Может, специалисту платят и меньше, но работа гарантирована всем. Как и образование, и медицинское обслуживание. А кто захочет уехать… Да чёрт с ним. Пусть едет. Если мы открыты, если любой может приехать и посмотреть на нашу жизнь, то кто будет слушать его стоны и вопли. А без этого он никто. И никому не интересен. Пробьётся – молодец, причём будет помнить, что никто ему не мешал. Не сумеет – может приехать назад, но начинать придётся с нуля. Мне кажется, что так будет правильнее.
Сталин продолжал смотреть. Взгляд перестал быть просто серьёзным. Верховный напряжённо думал. С одной стороны, я не враг, я пытаюсь помочь, я делюсь информацией. С другой, то, что я сейчас сказал, – это ересь, граничащая с изменой. Тут гений ты или нет, быстро не сообразишь. Он встал, я тоже.

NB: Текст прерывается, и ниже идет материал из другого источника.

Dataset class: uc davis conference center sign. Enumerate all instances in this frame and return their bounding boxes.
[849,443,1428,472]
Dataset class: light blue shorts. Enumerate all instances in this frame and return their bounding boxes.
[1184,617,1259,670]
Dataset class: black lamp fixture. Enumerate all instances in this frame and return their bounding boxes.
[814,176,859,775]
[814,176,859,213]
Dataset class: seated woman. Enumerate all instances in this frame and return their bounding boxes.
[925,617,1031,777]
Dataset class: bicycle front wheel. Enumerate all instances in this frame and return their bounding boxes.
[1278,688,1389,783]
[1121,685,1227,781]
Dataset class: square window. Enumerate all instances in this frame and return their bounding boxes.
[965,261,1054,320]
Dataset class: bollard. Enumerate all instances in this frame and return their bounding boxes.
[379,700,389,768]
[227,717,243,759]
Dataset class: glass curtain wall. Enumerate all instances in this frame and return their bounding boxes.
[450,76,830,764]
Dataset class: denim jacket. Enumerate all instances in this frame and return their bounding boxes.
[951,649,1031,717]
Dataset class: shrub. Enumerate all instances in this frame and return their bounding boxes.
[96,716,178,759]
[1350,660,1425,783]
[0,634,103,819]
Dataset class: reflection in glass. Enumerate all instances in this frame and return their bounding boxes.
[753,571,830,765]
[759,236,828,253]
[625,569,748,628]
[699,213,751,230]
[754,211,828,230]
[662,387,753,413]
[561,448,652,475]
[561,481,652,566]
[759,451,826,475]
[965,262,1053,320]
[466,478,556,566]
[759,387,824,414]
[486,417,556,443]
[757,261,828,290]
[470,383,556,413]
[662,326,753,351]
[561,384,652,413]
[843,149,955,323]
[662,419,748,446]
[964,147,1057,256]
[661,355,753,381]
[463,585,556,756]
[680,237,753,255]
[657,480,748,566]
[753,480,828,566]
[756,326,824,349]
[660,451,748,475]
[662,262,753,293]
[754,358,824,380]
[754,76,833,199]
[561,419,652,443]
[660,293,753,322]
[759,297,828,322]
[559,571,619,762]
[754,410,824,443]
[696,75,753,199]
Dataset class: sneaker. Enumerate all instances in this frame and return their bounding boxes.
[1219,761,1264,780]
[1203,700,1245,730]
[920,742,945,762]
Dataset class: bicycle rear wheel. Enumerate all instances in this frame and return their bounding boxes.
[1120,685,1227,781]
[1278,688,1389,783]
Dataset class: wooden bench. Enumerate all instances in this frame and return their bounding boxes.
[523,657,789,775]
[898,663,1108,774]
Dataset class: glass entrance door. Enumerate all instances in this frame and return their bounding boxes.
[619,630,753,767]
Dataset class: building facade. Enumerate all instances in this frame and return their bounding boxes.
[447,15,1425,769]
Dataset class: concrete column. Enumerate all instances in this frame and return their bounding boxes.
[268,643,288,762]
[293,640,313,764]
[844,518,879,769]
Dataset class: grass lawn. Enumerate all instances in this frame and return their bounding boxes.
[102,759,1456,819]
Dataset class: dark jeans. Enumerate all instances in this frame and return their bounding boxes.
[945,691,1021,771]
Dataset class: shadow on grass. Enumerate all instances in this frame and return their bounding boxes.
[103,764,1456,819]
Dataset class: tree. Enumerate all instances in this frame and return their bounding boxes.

– Идите, товарищ Доценко. Погуляйте по Москве, пройдитесь по магазинам. Мы подумаем над вашими словами.
Сталин указал мне трубкой на дверь. Спокойной ночи не пожелал, назвал по фамилии. Хорошо, если за дверью меня не ждут. Не ждали. В смысле ждал обычный охранник, который проводил к выходу. Меня поселили в гостинице «Москва», в номере, выходящем на Кремль и Манежную площадь. Спать я лёг около двух ночи, но подскочил в шесть утра. Провалялся в постели до семи, сделал зарядку. Ничего.
Сходил, позавтракал в ресторане. Опять ничего. Тогда я решил выполнить приказ старшего по званию и отправился гулять. Москву я видел в основном зимой – весной. А сейчас конец лета. Красота. Погулял в Александровском саду, прошелся по Арбату. Заглянул в давешний антикварный магазин. Мой старый знакомый продавец суетился перед шикарной дамой. Меня он не узнал, что немудрено. Он-то помнил какого-то парня в куртке и шапке, а не подполковника десантных войск с орденом Ленина, орденом Суворова 2-й степени, знаком «Отличник РККА» и значком «Инструктор-парашютист» II степени с подвеской 200 прыжков. Что на данный момент соответствовало действительности.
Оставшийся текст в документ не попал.